Table 4 Comparative performance metrics (Fmax, recall, precision) of functional annotation ablation experiments across varying data proportions
Table 4 presents the functional annotation ablation performance comparison between the TAFS model and four other methods (DCS, FSWeight, GrAPFI, and PON) across three ontology categories: biological process (BP), cellular component (CC), and molecular function (MF). The overall trend demonstrates that TAFS consistently achieves superior comprehensive performance across all tested proportions (10%, 20%, 50%, 80%), with its Fmax values leading in all three ontology categories. Particularly notable is its performance in the CC category, where at 10% ablation it achieves an Fmax of 0.472, outperforming the second-best method FSWeight by 7%.

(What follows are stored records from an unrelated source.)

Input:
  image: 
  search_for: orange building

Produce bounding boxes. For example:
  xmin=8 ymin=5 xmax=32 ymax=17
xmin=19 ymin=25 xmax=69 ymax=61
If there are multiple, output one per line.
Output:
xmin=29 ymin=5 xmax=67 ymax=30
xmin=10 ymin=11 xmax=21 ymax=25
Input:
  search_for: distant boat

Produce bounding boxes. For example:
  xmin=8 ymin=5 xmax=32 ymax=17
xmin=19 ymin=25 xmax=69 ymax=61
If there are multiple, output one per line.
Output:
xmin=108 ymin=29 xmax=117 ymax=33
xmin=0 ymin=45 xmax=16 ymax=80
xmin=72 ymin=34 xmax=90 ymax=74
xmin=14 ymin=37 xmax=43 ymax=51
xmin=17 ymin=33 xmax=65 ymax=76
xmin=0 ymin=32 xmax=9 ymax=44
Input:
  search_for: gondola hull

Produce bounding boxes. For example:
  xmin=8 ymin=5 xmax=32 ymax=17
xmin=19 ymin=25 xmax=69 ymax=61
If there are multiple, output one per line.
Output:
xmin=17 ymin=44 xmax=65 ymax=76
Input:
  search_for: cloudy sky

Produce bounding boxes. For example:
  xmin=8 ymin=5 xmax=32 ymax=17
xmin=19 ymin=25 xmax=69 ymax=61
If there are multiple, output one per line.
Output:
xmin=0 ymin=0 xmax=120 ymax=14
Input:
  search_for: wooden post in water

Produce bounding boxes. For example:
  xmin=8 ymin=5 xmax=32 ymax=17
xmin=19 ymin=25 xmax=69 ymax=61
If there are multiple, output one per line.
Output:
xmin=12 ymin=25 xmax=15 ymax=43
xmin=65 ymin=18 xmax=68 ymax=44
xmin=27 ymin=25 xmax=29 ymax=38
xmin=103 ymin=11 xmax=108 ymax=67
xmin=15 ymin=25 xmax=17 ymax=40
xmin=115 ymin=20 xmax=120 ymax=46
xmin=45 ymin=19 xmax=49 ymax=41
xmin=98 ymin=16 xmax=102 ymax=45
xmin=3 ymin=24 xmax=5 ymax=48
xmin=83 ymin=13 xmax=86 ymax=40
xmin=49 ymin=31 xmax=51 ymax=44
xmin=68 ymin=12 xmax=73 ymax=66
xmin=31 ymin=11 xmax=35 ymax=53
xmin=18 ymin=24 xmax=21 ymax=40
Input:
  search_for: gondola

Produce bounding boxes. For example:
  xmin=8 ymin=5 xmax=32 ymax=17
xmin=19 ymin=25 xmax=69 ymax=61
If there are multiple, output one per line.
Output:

Specifically, TAFS excels in Recall metrics, maintaining the highest values across BP and CC categories at all proportions. For instance, at 10% ablation in BP, TAFS achieves a Recall of 0.363, representing a 13.4% improvement over the DCS method. This indicates TAFS’s superior capability in identifying true functional annotations. Although GrAPFI and PON show advantages in Precision for the MF category (e.g., 0.396 and 0.383 respectively at 10% ablation), their Recall values are significantly lower than TAFS (0.307/0.291 vs 0.392), reflecting their conservative prediction tendencies that miss more true annotations.
Notably, while all methods exhibit performance degradation with increasing ablation proportions, TAFS demonstrates better robustness. At 80% high ablation, TAFS maintains an Fmax of 0.379 in the CC category, showing only a 2.7% decrease compared to the best alternative method FSWeight, while GrAPFI and PON decrease by 53.8% and 52.8% respectively. This suggests TAFS’s stronger stability in high-noise ablation scenarios, likely attributable to its integrated feature selection and adaptive threshold mechanisms that effectively balance precision and recall.